If you are focusing on a low-calorie intake, you can go for a water based shake, since water has no calories.

However, if you want to add on a few calories in your drink, you can then go ahead with milk. Milk is also packed with carbs, fat, and protein. There is substantial data that also supports that a cup of milk contains around 150 calories, 11.3 grams of carbs, 7,81 grams of fat, and 7.98 grams of protein.

What Else Matters When You Choose A Base For Your Protein Shake?

The taste and texture of your protein shake often come down to personal preference. If you enjoy a creamier consistency, try blending your shake with plant-based milks like almond, coconut, or soy. These options add richness and subtle flavor. Water-based shakes, on the other hand, tend to be thinner and more neutral in taste.

For those who are lactose intolerant—a condition where the body has trouble digesting lactose, the natural sugar in dairy—using water or lactose-free milk is a gentler choice. Consuming regular milk can lead to uncomfortable symptoms like bloating, gas, and even severe diarrhea.

What Are The Benefits Of A Water Based Protein Shake?

  • Water has zero calories, so it could be a great way to consume for weight loss
  • Water-based protein shakes are convenient and can be enjoyed without worries about the drink going bad
  • When water is mixed with proteins, it can help cut your carbs intake

What Are The Benefits Of A Milk Based Protein Shake?

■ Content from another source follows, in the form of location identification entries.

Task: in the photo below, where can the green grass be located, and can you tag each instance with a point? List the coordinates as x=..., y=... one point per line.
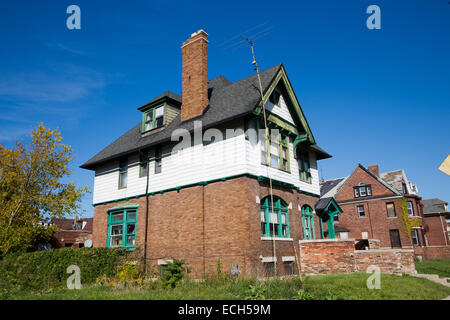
x=349, y=286
x=439, y=267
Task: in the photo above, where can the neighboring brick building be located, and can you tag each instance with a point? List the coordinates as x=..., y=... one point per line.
x=210, y=198
x=437, y=224
x=372, y=207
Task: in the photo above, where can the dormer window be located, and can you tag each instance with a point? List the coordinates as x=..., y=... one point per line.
x=362, y=190
x=153, y=118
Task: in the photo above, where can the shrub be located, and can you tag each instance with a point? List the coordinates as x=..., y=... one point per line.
x=173, y=273
x=48, y=269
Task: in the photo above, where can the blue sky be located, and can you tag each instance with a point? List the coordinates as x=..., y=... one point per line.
x=370, y=96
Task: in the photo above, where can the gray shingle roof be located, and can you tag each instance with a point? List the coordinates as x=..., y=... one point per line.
x=433, y=205
x=227, y=102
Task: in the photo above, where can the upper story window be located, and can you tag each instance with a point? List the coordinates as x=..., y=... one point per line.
x=158, y=159
x=277, y=155
x=410, y=209
x=122, y=228
x=304, y=168
x=362, y=190
x=390, y=208
x=153, y=118
x=274, y=223
x=123, y=172
x=143, y=164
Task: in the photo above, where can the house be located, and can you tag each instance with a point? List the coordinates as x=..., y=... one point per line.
x=437, y=221
x=71, y=233
x=196, y=172
x=376, y=205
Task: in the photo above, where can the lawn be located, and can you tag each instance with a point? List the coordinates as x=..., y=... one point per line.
x=439, y=267
x=348, y=286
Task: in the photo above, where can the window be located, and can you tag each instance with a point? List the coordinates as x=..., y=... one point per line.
x=278, y=154
x=308, y=223
x=395, y=238
x=143, y=164
x=275, y=97
x=361, y=212
x=123, y=168
x=390, y=210
x=158, y=159
x=288, y=267
x=153, y=118
x=362, y=190
x=410, y=209
x=122, y=228
x=274, y=223
x=269, y=269
x=304, y=169
x=415, y=237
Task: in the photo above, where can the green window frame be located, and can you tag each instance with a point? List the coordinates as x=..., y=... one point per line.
x=277, y=155
x=276, y=224
x=143, y=164
x=122, y=225
x=309, y=232
x=153, y=118
x=304, y=167
x=123, y=173
x=158, y=159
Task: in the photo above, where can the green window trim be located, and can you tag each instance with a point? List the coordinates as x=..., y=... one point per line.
x=149, y=117
x=281, y=210
x=283, y=162
x=124, y=228
x=304, y=167
x=309, y=232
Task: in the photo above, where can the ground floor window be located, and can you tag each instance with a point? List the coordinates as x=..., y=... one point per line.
x=395, y=238
x=122, y=228
x=274, y=223
x=308, y=223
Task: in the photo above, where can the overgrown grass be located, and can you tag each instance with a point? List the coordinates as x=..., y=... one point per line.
x=439, y=267
x=348, y=286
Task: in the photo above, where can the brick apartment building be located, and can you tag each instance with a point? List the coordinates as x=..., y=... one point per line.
x=210, y=199
x=372, y=207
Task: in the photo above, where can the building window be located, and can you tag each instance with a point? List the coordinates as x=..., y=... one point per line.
x=274, y=223
x=123, y=171
x=304, y=168
x=362, y=190
x=361, y=212
x=390, y=208
x=269, y=269
x=158, y=159
x=410, y=209
x=415, y=237
x=395, y=238
x=308, y=223
x=143, y=164
x=277, y=156
x=122, y=228
x=288, y=267
x=153, y=118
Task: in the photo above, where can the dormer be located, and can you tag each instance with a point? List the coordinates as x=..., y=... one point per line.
x=159, y=112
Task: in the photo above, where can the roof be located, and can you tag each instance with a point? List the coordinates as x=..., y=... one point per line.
x=227, y=101
x=433, y=205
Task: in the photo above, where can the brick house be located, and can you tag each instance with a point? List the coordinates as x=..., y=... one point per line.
x=372, y=207
x=209, y=198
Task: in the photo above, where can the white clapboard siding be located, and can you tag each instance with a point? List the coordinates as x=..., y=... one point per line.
x=280, y=110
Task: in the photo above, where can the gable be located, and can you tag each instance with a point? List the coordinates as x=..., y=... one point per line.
x=359, y=177
x=288, y=110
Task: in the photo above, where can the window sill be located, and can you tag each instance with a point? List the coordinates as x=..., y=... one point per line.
x=277, y=239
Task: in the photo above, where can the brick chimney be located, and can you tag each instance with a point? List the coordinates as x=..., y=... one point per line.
x=374, y=169
x=195, y=75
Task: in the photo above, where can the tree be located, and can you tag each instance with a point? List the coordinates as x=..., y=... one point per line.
x=31, y=191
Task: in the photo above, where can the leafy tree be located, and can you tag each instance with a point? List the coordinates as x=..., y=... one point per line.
x=31, y=191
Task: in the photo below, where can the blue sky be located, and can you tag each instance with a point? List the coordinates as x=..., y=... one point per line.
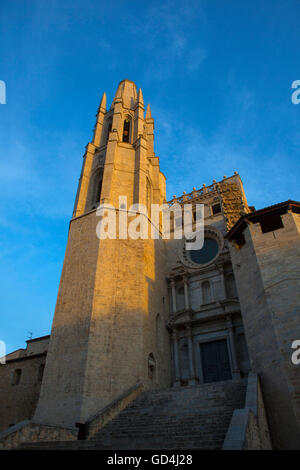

  • Adding a cup of milk to your shake boosts its protein content
  • Milk contains both whey and casein proteins, which support muscle repair and growth
  • It's also a good source of carbohydrates that help restore glycogen—your body’s energy reserve used during intense workouts
  • Research suggests that consuming milk after exercise can enhance muscle growth, ease post-workout soreness, reduce muscle damage, and aid rehydration
  • In short, milk helps build strength and supports overall recovery

Which One Gives The Best Results?

Experts say that whether you use milk or protein powder in your shake, both can help you reach your fitness goals. However, mixing protein powder with milk might be better for people who go to the gym or lift weights often.

Milk supports muscle growth and helps reduce soreness and muscle damage after workouts.

Protein powders like whey or pea protein offer similar benefits. So even if you choose water instead of milk, you’ll still get the advantages of using a good protein supplement.